Neural Substrate of Auditory Imagery
Still another line of research has examined the brain mechanisms that support (and shape) auditory imagery. Both positron emission tomography and functional magnetic resonance imaging studies indicate that auditory imagery for familiar melodies depends on activation in the right auditory association cortex and activation in the frontal cortex. Tasks requiring judgments about musical timbres seem to activate both primary and secondary auditory areas, especially in the right hemisphere. These studies indicate considerable neural overlap between the brain areas needed for auditory imagery and those needed for the actual hearing of overt sounds (a pattern that parallels the findings for visual imagery and vision), underscoring the strong resemblance between imagery and perception. More specifically, we can see that imagery and perception resemble each other subjectively (images “feel like” hearing), functionally (e.g., in the information they make prominent), and biologically. In addition, activation of the supplementary motor area (SMA) also appears to be involved in the generation of auditory imagery, again suggesting a role for motor codes in auditory imagery.

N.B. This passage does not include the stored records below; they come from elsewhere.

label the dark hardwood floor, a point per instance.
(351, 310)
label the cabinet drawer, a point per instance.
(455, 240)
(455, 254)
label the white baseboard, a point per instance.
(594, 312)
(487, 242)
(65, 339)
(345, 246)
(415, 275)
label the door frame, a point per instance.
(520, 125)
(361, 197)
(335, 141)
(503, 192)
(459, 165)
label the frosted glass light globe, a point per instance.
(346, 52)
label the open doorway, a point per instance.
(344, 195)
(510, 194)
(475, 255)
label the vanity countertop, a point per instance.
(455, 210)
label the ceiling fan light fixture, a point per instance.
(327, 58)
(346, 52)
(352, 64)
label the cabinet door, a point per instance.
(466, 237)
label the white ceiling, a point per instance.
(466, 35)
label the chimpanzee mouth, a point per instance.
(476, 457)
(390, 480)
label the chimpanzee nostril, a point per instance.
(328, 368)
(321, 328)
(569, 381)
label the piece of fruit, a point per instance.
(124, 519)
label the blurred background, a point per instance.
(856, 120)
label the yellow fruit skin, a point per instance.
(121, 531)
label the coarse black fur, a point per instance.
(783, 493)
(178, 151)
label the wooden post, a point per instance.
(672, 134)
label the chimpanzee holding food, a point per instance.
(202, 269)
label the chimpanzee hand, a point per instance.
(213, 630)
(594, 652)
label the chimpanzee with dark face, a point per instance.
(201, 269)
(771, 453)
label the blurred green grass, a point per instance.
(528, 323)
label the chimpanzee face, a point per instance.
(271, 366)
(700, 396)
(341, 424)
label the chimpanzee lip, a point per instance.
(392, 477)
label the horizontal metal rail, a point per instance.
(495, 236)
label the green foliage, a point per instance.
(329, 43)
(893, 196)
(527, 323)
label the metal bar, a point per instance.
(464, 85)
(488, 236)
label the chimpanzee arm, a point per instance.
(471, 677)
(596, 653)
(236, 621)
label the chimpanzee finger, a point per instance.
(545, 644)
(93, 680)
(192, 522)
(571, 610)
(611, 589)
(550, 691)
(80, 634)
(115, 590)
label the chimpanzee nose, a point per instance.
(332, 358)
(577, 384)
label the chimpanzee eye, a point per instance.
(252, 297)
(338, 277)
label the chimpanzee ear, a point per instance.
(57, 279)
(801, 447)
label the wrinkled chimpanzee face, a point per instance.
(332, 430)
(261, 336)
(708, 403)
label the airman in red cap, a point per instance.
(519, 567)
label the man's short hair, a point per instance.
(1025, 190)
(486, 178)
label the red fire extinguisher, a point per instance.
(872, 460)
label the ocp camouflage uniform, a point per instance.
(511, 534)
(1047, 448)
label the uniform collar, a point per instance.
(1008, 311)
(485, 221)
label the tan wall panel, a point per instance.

Memory for Enormously Familiar Sounds
Finally, yet another line of research has examined imagery for materials that are enormously familiar—such as a favorite song that someone has heard countless times. Evidence suggests that when someone imagines this sort of familiar song, the person’s imagination is remarkably faithful to the original: The song is imagined in the same key as the original, and probably in the right octave, and at essentially the right tempo. Apparently, then, the person’s memory for this familiar auditory event is quite accurate, and the reproduction of the melody, in imagery, preserves the acoustic qualities of the original.

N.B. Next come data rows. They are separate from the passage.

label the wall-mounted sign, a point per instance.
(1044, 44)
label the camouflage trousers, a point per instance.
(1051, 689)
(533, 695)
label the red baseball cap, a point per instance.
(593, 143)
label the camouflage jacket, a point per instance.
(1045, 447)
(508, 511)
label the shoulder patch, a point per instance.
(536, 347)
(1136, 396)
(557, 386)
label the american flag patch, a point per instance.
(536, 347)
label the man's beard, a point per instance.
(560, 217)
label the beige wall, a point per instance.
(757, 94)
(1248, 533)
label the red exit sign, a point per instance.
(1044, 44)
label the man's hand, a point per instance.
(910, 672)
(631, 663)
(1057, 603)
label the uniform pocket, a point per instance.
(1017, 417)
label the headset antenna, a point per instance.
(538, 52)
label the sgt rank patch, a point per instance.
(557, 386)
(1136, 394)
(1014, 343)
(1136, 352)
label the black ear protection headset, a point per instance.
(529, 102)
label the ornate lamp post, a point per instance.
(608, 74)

Even with these diverse lines of research, however, many questions about auditory imagery remain; indeed, far less is known about auditory imagery than about visual imagery. For example, subjective reports suggest that people differ in how rich or detailed their auditory images are, and in how often they experience spontaneous images. Little is known about these points, however, including the fundamental issue of whether these differences can be taken at face value, or whether, instead, people are quite uniform in their auditory imagery and differ only in how they describe their images. Or, as a different example, little is known about how (or when, or whether) people use their auditory images. There are many indications that visual images are often useful (as aids to memory, or to problem solving); the history of scientific discovery or of artistic innovation suggests many steps forward inspired by (or created through) visual images. Whether a similarly rich set of functions can be documented for auditory imagery remains among the many points in need of further research.